混合观察下等级强化学习 (Hierarchical Reinforcement Learning under Mixed Observability)

from arxiv, Accepted at the 15th International Workshop on the Algorithmic Foundations of Robotics (WAFR) 2022, University of Maryland, College Park. The first two authors contributed equally

The framework of mixed observable Markov decision processes (MOMDP) models many robotic domains in which some state variables are fully observable while others are not. In this work, we identify a significant subclass of MOMDPs defined by how actions influence the fully observable components of the state and how those, in turn, influence the partially observable components and the rewards. This unique property allows for a two-level hierarchical approach we call HIerarchical Reinforcement Learning under Mixed Observability (HILMO), which restricts partial observability to the top level while the bottom level remains fully observable, enabling higher learning efficiency. The top level produces desired goals to be reached by the bottom level until the task is solved. We further develop theoretical guarantees to show that our approach can achieve optimal and quasi-optimal behavior under mild assumptions. Empirical results on long-horizon continuous control tasks demonstrate the efficacy and efficiency of our approach in terms of improved success rate, sample efficiency, and wall-clock training time. We also deploy policies learned in simulation on a real robot.

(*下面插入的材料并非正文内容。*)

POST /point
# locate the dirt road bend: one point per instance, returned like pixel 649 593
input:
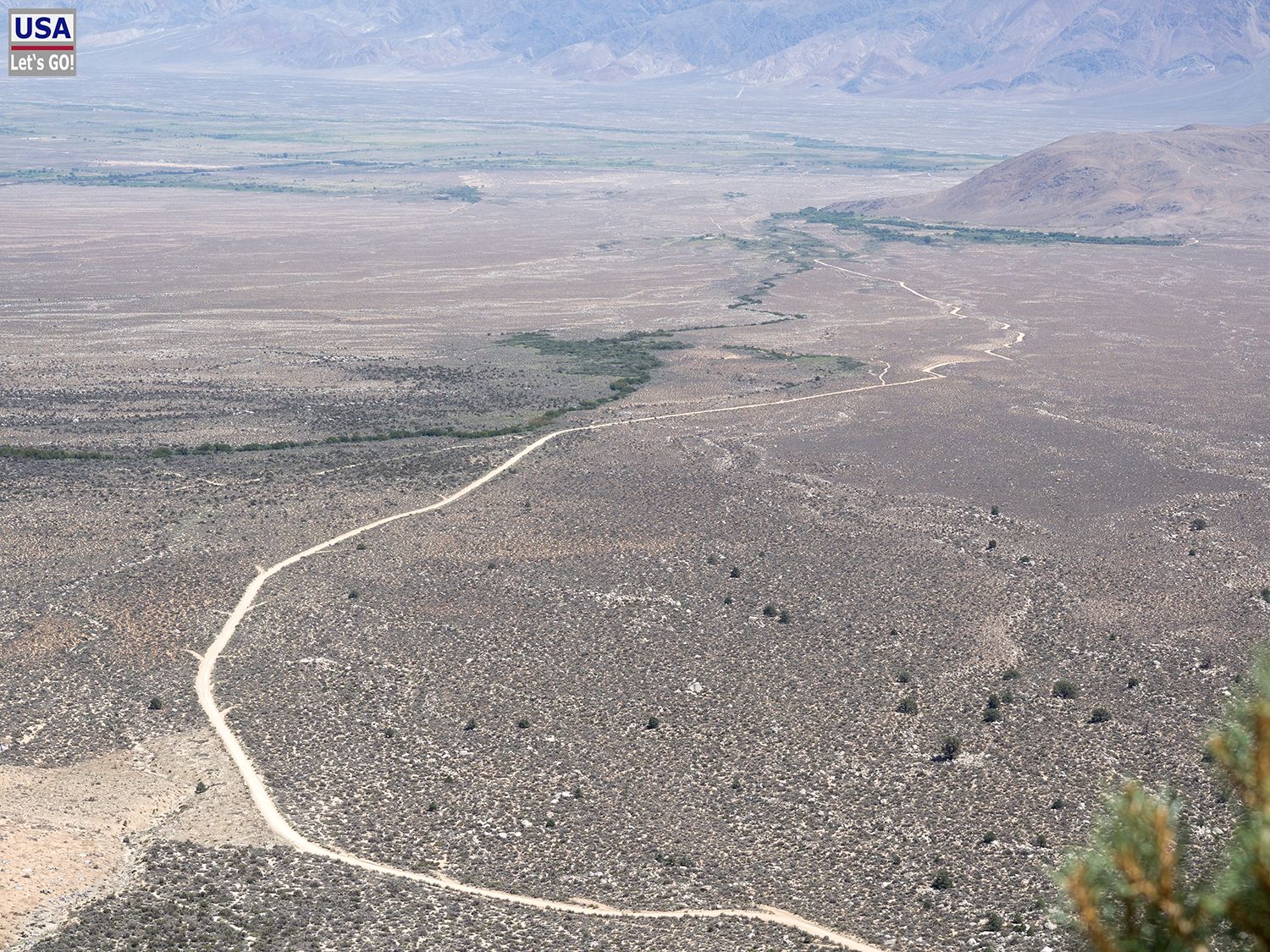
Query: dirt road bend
pixel 282 828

翻译：混合可观测的Markov 决策程序(MOMDP) 模型框架包括许多机器人域,其中某些状态变量完全可见,而另一些则不完全可见。在这项工作中,我们确定了一个大型的MOMDP小类,其定义是:行动如何影响完全可观测的状态组成部分,以及这些行动又如何影响部分可观测的组成部分和奖赏。这一独特的属性可以采取两级分级办法。我们称之为:在混合可观测条件下的HILMO(HILMO),它限制部分可观测到顶层,而下层则保持完全可观测,从而能够提高学习效率。顶层产生了在任务解决之前在底层达到的预期目标。我们进一步制定了理论保证,以表明我们的方法能够在轻度假设下实现最佳和准最佳的行为。长视连续控制任务的实际结果显示我们方法在提高成功率、抽样效率和墙时训练时间方面的功效和效率。我们还运用了模拟实际机器人的政策。